女性客が飲食店を選ぶ基準はトイレ?女性がトイレでやっている“意外な”トップ10は?
「休憩」がランクインした理由には、「俺のイタリアン」などの立ち食い飲食店が増え、トイレで休むというパターンが増えたことが考えられる。また、最近のトイレは広くなり清潔感も増したので、休みやすくなったのもその一因。
また、2位に「メール」、8位に「電話」とあるあたり、客席で同席者の前での携帯電話の使用を遠慮して、トイレでメールをゆっくり打つなど、「携帯電話で話す、メールを打つ、ネットを見る」場所としても使用されることが多くなっていることがわかる。
そのほか、上位には「着替え」や「ストッキングを替える」が入っている。男性からすると、「そんなことしていたの?」と少々驚くところだ。ベスト10には入らなかったが「運動」という回答も多かった。実際にトイレでスクワットをしている女性客を見たことがあるという女性スタッフもいた。また、定番の化粧直しが1位、女性にとってトイレは「用を足す」だけではないことがわかる。
飲食店においてはQ(Quality/品質)、S(Service/サービス)、C(Cleanliness/清潔さ)が大事といわれ、この3つの質が高い店が繁盛するとされてきた。

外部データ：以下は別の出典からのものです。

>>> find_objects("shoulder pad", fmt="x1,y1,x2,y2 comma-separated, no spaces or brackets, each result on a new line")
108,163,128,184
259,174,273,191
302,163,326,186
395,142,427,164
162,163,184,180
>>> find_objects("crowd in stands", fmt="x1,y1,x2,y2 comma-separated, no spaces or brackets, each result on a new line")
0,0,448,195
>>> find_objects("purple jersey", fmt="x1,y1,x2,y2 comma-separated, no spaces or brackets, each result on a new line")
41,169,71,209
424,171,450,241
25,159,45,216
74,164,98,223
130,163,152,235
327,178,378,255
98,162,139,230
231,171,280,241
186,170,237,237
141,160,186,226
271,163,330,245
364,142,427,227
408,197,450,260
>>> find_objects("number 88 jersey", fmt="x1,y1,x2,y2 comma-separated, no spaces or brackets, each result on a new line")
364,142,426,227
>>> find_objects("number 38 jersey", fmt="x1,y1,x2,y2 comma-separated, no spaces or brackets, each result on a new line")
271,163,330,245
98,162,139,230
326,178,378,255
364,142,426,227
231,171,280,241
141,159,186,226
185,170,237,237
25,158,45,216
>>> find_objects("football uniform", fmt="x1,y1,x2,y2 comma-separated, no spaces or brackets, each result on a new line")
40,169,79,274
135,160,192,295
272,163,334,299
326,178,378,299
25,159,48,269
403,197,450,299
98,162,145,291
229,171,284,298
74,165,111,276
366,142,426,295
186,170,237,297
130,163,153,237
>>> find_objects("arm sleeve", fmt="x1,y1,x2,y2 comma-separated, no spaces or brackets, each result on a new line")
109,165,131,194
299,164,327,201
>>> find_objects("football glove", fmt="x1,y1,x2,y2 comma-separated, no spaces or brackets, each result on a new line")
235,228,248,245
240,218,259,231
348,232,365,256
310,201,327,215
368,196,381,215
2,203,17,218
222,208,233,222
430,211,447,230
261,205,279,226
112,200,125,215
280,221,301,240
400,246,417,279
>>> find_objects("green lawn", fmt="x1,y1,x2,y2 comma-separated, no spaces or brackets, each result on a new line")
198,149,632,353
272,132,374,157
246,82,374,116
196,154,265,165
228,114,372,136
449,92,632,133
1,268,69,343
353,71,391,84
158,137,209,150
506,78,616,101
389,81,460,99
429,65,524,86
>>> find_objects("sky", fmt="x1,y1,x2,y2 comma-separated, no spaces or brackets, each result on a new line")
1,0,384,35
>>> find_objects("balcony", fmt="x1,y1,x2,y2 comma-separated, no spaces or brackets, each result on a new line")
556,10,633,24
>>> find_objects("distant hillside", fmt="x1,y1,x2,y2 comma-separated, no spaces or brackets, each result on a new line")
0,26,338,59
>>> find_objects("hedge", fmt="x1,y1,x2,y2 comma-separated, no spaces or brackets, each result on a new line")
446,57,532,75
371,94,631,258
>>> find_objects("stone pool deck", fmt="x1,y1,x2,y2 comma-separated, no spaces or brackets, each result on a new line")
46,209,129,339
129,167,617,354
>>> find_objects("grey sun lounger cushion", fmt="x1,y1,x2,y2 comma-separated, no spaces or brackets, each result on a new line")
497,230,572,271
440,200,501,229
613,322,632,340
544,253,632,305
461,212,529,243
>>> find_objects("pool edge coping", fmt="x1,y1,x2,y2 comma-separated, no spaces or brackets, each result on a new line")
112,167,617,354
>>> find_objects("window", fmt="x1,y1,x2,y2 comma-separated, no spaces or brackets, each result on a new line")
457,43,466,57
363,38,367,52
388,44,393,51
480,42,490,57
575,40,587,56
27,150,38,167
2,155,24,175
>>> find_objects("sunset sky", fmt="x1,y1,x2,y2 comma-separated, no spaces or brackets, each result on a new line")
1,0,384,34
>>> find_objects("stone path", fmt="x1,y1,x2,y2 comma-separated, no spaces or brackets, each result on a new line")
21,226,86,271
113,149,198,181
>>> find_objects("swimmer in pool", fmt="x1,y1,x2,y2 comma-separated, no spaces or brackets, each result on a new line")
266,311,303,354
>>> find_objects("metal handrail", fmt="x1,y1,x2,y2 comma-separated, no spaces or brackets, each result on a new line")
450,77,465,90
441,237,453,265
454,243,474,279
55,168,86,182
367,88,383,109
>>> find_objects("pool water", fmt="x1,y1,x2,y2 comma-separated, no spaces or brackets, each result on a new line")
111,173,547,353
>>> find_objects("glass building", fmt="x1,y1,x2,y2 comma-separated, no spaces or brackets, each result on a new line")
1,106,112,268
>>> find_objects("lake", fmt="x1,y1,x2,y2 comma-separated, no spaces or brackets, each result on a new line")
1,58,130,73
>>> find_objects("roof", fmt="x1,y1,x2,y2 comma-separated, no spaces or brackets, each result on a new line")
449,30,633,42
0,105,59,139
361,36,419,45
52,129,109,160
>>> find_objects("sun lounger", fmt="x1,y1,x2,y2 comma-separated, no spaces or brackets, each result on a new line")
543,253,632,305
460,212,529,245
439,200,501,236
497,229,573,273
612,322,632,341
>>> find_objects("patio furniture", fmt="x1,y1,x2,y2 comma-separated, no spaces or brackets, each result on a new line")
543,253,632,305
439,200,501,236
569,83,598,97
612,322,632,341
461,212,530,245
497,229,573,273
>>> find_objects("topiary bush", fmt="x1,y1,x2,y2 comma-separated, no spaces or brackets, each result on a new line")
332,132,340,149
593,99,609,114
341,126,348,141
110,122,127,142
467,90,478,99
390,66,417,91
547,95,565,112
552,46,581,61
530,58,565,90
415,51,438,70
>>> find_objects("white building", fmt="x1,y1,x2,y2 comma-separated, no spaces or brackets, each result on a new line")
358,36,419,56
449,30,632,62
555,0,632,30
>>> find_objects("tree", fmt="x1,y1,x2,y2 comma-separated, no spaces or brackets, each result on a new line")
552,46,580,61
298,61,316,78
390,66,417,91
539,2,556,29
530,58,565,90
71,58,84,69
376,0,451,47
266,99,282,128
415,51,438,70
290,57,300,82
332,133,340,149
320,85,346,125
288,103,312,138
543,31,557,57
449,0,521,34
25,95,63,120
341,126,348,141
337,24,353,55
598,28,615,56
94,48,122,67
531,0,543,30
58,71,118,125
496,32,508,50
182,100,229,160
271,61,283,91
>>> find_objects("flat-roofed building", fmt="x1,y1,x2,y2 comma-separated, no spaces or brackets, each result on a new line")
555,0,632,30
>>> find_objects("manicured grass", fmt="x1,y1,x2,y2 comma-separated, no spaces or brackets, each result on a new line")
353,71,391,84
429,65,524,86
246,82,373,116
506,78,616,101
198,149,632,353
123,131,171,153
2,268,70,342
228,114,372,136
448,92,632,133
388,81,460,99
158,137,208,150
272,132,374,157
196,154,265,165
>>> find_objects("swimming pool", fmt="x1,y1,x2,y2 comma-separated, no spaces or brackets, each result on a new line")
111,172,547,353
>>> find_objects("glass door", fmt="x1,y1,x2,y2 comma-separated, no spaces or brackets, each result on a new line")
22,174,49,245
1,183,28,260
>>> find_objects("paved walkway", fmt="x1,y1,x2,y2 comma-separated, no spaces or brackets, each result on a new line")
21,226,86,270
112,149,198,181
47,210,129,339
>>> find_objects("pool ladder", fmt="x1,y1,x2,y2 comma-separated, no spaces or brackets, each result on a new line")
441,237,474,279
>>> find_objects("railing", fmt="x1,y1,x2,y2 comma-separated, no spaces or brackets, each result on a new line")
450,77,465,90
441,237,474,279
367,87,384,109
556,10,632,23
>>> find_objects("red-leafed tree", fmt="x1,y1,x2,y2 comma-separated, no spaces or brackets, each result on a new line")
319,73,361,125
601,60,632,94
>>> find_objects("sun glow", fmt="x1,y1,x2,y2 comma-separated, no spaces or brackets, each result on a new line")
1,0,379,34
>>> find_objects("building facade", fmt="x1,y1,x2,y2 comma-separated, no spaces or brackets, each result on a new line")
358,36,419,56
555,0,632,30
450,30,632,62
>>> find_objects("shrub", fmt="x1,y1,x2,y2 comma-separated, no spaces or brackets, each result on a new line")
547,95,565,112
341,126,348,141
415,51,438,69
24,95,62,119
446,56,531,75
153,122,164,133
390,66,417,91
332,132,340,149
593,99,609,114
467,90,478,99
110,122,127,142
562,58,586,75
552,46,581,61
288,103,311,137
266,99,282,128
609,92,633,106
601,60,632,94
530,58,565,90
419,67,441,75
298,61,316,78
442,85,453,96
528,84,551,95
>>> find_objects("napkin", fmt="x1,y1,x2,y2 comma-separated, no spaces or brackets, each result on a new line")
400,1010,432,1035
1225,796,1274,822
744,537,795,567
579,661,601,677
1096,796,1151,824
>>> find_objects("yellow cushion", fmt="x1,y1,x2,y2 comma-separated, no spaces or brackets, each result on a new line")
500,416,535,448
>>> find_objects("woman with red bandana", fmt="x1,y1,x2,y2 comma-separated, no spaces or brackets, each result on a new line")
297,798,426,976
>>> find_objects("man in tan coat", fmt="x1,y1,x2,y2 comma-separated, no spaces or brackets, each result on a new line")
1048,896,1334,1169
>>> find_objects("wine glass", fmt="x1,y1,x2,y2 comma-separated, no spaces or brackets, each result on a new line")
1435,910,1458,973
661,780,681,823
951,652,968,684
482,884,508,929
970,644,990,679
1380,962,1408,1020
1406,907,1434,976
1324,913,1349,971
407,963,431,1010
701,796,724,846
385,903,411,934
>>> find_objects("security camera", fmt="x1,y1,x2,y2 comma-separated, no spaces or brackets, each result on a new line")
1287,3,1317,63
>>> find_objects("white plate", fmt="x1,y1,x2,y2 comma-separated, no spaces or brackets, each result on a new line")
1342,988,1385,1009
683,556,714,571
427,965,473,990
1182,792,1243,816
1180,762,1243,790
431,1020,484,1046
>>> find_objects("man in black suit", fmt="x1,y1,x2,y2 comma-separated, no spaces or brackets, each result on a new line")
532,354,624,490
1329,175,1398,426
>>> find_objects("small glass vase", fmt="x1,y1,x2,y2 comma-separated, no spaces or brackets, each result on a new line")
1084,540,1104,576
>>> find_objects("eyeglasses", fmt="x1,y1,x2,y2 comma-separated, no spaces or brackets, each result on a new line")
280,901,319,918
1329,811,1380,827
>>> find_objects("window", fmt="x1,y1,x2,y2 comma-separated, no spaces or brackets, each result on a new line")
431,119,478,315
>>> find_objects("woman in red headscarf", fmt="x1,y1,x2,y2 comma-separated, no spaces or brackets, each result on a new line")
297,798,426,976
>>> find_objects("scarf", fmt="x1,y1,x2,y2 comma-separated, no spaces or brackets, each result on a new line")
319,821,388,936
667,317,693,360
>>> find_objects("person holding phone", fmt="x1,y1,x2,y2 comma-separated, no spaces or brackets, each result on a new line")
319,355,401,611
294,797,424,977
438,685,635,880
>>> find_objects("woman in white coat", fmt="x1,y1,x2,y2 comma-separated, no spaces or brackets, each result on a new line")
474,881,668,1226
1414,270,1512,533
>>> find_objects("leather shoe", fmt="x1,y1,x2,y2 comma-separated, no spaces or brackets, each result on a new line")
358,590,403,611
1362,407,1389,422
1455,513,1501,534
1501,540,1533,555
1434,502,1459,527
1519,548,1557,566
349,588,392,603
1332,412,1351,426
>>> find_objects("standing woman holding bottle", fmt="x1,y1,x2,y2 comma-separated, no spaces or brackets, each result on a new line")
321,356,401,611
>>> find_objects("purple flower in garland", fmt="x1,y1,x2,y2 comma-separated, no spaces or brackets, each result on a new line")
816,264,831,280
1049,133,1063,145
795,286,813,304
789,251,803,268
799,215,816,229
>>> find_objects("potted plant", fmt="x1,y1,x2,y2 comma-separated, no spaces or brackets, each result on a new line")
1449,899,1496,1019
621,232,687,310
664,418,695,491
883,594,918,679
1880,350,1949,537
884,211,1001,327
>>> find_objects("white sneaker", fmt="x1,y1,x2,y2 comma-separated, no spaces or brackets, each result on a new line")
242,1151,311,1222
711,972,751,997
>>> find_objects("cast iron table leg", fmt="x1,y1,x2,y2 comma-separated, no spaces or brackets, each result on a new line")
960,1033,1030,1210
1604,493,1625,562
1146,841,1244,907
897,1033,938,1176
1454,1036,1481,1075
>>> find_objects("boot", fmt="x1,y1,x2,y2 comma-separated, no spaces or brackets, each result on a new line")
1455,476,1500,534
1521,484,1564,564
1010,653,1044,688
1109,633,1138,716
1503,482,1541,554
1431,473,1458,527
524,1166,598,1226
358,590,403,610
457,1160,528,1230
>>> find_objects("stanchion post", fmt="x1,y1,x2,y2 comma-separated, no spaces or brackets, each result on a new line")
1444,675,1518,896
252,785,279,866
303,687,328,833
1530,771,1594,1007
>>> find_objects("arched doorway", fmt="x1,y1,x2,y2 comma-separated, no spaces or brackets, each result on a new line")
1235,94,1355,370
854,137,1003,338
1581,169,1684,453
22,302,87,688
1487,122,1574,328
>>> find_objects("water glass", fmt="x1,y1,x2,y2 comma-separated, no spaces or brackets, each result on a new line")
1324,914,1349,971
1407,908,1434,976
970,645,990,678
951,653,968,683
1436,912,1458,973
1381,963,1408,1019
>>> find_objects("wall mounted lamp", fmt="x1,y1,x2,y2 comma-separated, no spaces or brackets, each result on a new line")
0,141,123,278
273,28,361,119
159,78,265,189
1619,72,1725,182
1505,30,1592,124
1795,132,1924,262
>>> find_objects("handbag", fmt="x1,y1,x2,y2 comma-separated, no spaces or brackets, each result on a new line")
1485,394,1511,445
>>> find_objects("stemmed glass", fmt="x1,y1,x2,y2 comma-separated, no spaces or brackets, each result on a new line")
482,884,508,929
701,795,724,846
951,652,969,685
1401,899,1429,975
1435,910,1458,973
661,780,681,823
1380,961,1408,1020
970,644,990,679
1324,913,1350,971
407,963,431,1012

しかし今は、これらに加えてA(Atmosphere/空間)が要求されている。以前は「Cを確認するにはトイレを見ろ」と言われていたが、今はそれだけではない。トイレを見るのはAを確認するためでもある。清掃が行き届いているかどうかはもちろん、快適性をも提供しているかの判断基準となっているのである。
最近では、大手グルメサイトの検索条件に「女性用パウダールームあり」という項目を新たに加えたところもあり、利用客のトイレに対する関心は高まっていることがうかがえる。冒頭のアンケートの「トイレに求めること」として、「化粧ポーチを置く場所が欲しい」「油とり紙、綿棒などの化粧補助備品が欲しい」「鏡が大きいこと」など、化粧直しの利便性を求める声が多かった。
日本を訪れた外国人観光客が驚くこととして、「トイレがきれい、オシャレ、機能がすごい」という意見が多いが、日本人はトイレに対する意識が極めて高いといえる。
ちなみに、ほかにも、「ある程度の広さがほしい」「混まないこと」など、トイレ内でくつろげることを求める人も多く、リラックススペースとなっていることがうかがえる。